In most civilizations, God or God's promise of immortality resides on the highest mountain top: Mount Olympus for the Greeks, Mount Sinai for the Hebrews, Mount Fuji for the Japanese. If the leopard was searching for some sort of immortality, then it found immortality at the summit of Kilimanjaro, where it lies frozen — preserved for all eternity.

When Harry looks at Kilimanjaro, he sees it as a symbol of truth, idealism, and purity. When he dies, tragic irony exists. The leopard died in a high, clean, well-lighted place; Harry, in contrast, dies rotting and stinking on the plains, lamenting his wasted life and his failure to complete his desired projects.

I'm not reading Hemingway's book, or doing any other kind of advance mental preparation for this adventure, other than to try to clear my mind of all expectations. I'd like to remain as open as possible to what I discover on my own.

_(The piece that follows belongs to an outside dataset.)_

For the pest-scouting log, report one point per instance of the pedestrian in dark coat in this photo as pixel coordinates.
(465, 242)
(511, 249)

I know I'm looking forward to the night sky on Kilimanjaro. Because of the high altitude and the lack of human-produced light pollution, I'm told it's unlike anything visible where I live in North America.

I'm looking forward to looking down on the clouds, if that happens. I'm told it's very similar to what you see outside the window of a plane, only without the plane.

But most of all, I think I'm looking forward to the experience, and seeing if I really can do this. I'll figure out what it means later on.

Heck, I might even change my name to KYLE.